San Francisco: Mark Zuckerberg won a legal battle against former Harvard classmates who accuse him of stealing their idea for Facebook, but the feud made famous on the silver screen is not over yet.
Cameron and Tyler Winklevoss must accept a cash and stock settlement with Facebook that had been valued at $65 million (Dh238.71 million), a US appeals court ruled on Monday.
Urgency
Meanwhile, a New York man filed an amended lawsuit against Zuckerberg on Monday, citing a 2003 e-mail in which Zuckerberg discusses an urgent need to launch his site before "a couple of upperclassmen" could launch theirs, an apparent reference to the Winklevoss twins.

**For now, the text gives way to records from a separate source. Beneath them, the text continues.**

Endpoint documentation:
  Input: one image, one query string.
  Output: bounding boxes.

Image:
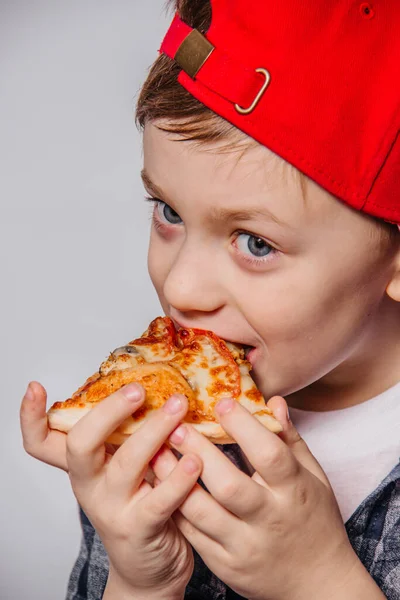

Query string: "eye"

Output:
[154,200,182,225]
[236,233,274,258]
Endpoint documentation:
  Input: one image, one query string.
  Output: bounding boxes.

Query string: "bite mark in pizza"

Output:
[48,317,282,444]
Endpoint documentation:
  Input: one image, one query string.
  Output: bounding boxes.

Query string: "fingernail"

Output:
[183,456,200,475]
[169,425,187,445]
[121,383,142,402]
[163,396,182,415]
[215,398,235,415]
[24,383,33,402]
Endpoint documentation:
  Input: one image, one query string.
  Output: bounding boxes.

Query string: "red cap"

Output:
[159,0,400,224]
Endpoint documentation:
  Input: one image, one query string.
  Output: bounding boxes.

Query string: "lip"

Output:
[169,316,257,364]
[246,348,257,366]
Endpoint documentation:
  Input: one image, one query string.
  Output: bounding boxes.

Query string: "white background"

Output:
[0,0,172,600]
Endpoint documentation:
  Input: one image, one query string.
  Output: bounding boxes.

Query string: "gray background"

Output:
[0,0,172,600]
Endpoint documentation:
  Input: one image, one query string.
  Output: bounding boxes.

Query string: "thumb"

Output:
[267,396,330,487]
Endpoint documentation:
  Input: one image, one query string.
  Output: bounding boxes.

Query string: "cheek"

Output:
[247,256,384,395]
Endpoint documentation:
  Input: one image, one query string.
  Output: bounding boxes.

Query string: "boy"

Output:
[21,0,400,600]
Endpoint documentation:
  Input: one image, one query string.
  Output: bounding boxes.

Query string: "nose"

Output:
[163,244,225,313]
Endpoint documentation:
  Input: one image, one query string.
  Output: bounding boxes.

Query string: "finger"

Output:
[67,383,145,481]
[267,396,330,486]
[20,381,68,471]
[151,445,239,545]
[140,455,202,535]
[107,394,188,501]
[212,398,300,488]
[172,511,226,564]
[169,424,267,519]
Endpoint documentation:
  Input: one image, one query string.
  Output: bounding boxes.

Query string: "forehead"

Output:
[143,123,334,225]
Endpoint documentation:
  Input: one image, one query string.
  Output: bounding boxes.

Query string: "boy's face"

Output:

The Winklevoss brothers argued their settlement with Facebook was unfair because the company hid information from them during talks. But the twins were sophisticated negotiators aided by a team of lawyers, Ninth US Circuit Court of Appeals Chief Judge Alex Kozinski wrote for a unanimous three-judge panel.

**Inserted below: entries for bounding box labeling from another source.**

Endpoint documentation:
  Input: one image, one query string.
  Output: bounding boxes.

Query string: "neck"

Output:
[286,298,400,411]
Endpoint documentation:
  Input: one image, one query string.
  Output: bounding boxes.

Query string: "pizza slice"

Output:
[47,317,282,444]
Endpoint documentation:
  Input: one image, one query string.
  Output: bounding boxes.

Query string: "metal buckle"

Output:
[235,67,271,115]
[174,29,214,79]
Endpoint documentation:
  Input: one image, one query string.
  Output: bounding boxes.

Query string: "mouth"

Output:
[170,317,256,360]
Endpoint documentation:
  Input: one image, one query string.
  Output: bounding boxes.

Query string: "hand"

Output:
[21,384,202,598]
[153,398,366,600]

"At some point, litigation must come to an end," Kozinski wrote. "That point has now been reached."
An attorney for the brothers, Jerome Falk Jr, said on Monday his clients would seek a rehearing before a larger, "en banc" group of Ninth Circuit judges.
That larger group can overrule a three-judge panel, although only a fraction of cases undergo such a review.
Should the Ninth Circuit refuse to re-hear the case, the last option would be an appeal to the US Supreme Court.
Falk said he "respectfully" disagreed with the Ninth Circuit's conclusions.
Olympians
The 1.96-metre Winkle-voss brothers are Olympic rowers who participated in the 2008 games in Beijing, and their saga with Zuckerberg was dramatized in the film The Social Network.
In the movie, actor Armie Hammer played both identical twins. Zuckerberg's character snidely called them on-screen the "Winklevi."